The previous
article in this series reviewed Oracle 10g's enhancements to analytical
functions, including the use of partitioned outer joins to densify data
within multiple dimensions. As that article promised, I will now delve into the
new MODEL clause
that grants any Oracle developer or DBA the power to produce complex
inter-row calculations using just the database engine, thus eliminating the
need to massage data output via a third-party tool.
The Scenarios: Oh, What A Tangled Web Our Users Weave ...

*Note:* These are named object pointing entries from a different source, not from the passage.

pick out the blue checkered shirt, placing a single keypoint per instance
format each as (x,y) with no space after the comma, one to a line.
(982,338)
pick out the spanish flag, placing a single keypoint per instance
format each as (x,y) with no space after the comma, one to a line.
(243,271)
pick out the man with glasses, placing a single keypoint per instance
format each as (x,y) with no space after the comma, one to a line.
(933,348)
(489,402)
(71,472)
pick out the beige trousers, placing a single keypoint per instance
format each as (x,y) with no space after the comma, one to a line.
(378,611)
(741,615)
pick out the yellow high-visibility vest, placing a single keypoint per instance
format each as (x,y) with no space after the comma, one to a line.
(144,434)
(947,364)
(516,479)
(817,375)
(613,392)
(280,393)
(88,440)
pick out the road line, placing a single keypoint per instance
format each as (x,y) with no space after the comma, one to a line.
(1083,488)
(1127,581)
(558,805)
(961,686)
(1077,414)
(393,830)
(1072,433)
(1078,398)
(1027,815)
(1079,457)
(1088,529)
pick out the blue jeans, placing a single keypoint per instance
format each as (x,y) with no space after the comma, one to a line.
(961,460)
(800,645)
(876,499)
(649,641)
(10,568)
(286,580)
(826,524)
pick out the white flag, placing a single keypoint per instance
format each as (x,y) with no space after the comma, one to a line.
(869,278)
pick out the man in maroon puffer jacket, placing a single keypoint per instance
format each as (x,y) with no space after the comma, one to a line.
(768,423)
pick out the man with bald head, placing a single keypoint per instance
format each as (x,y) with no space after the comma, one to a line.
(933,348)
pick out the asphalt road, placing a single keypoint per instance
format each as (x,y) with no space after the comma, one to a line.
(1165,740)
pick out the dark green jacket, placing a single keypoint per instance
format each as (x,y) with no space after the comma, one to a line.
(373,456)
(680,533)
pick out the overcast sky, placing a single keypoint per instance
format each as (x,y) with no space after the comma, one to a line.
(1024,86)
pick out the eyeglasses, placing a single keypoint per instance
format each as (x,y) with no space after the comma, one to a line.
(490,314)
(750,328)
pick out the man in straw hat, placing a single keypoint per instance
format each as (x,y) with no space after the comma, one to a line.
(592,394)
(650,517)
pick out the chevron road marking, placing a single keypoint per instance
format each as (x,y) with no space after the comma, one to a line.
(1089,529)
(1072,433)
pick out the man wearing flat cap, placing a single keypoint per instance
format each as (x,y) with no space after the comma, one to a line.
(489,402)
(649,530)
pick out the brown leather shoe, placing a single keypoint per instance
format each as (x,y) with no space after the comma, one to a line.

As I mentioned in my previous article, these two scenarios
were among the more complex I had seen recently:
-
A user in Marketing needed a report that broke down sales within
time periods, product types, and regions, including percentages of the
total sales calculated at different control breaks.
-
An Accounting department user needed a report that calculated the
eventual value of a company's outstanding cash balance if particular
assets were invested at different rates of interest, or over different time
periods.
My first inclination would have been to tell my developers
that they should only use Oracle to aggregate the required data, then export
the data and whip up the final results through a third-party tool - perhaps
nothing more complex than a Microsoft Excel spreadsheet - to accomplish these
analyses. However, that was before I explored Oracle 10g's new MODEL clause.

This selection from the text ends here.